To access the dark web, you must download a browser that makes your communications anonymous, such as Tor. Tor and other dark web networks make it difficult to track users' internet activity, thus masking their traffic. the original technology behind Tor, also known as "onion routing," was actually developed by the U.S. Navy. To this day, nearly half of its funding comes from the U.S. government.

In the wake of COVID-19, cybercrime has increased. A Microsoft report in September 2020 found that total attacks increased by about 35 percent in the first half of 2020 compared to the second half of 2019, with hackers exploiting security vulnerabilities brought on by many companies working remotely. In addition, the number of dark web users spiked during this lockdown period. The increase in cybercrime and dark web users is one reason that keeps security experts up at night.

As scary as it may seem, there is a good chance you have - or are - having personally identifiable information (PII) exposed or sold on the dark web. It's no exaggeration to say that millions of accounts are compromised each year and billions of exposed credentials continue to circulate in underground communities. The 2020 Vulnerability Report shows that more than 18 billion original identity records are circulating in these underground marketplaces. Hackers will use this information, which can be found on forums and private channels, to compile digital profiles of citizens and businesses, fueling a range of identity-based attacks, such as cyber fraud.

One interesting fact that people often find is that these dark marketplaces operate very much like a business. People can leave reviews for websites, report scams to the community, and even correspond with customer support.
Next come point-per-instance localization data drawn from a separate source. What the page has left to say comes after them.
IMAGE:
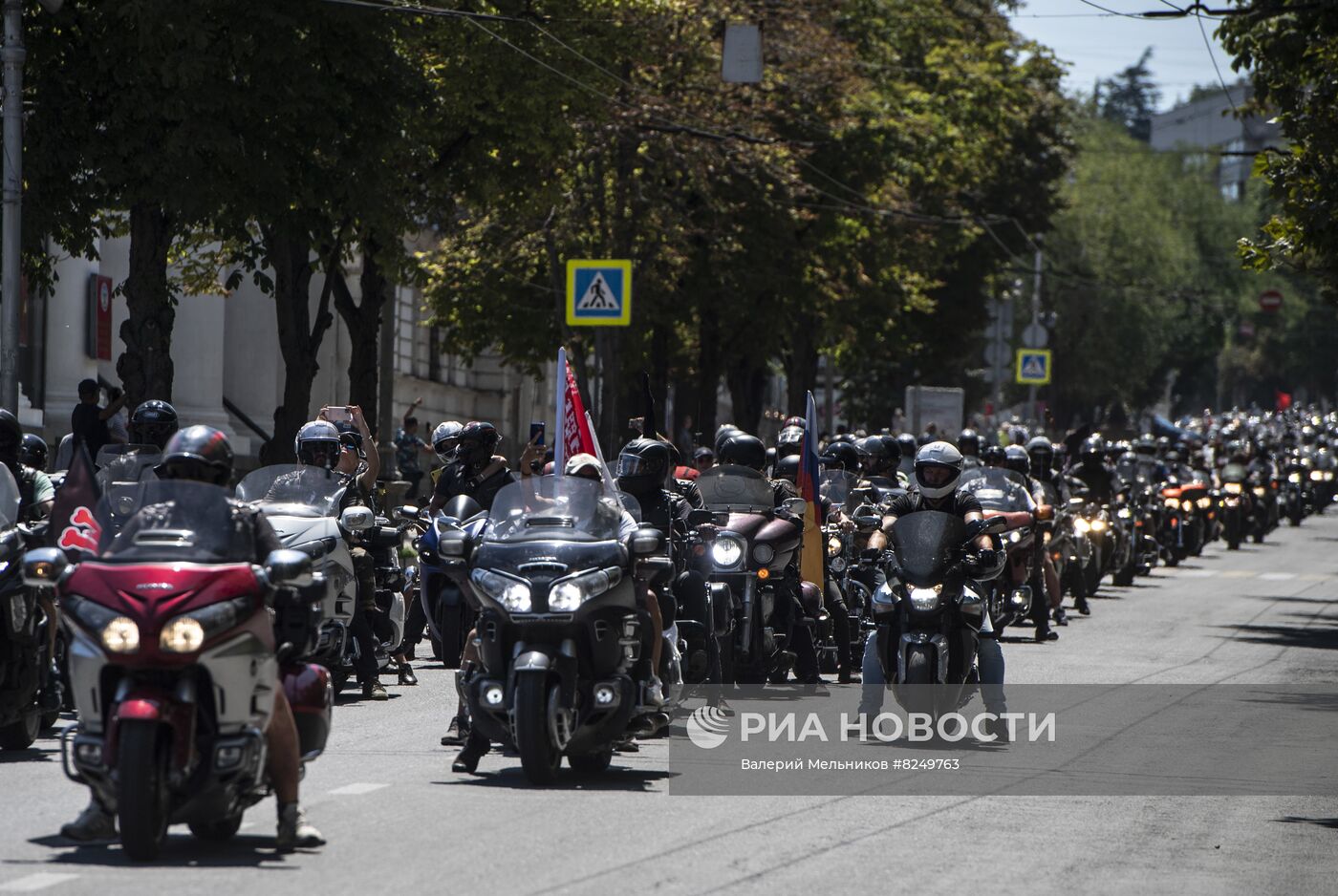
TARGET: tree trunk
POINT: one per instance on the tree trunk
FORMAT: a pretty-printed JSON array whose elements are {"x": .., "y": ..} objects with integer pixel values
[
  {"x": 144, "y": 367},
  {"x": 364, "y": 325},
  {"x": 298, "y": 337}
]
The average price for different identity record types varies by country, account type, etc., but in 2019, we found Social Security numbers to cost about $67; passports about $53; driver's licenses about $48; credit cards nearly $41; and tax ID numbers slightly less than $29.

While a great deal of data is already circulating on the dark web, there are opportunities to salvage it. The first and easiest step you can take to protect your identity and information is to stop reusing passwords. Everyone seems to understand that reusing passwords is bad, but according to a recent survey by LastPass, most people still do it. Changing just one or two characters in your various passwords is not enough. Use unique, complex passwords for all accounts (a password manager can help), and implement multi-factor authentication whenever possible. If you suspect your password has been compromised, reset your password immediately. Fill out your personal information online as little as possible, and when filling out forms, only fill out what is required (for example, if an address or phone number is not required, don't fill it out). Finally, be cautious when browsing the web-don't visit suspicious sites.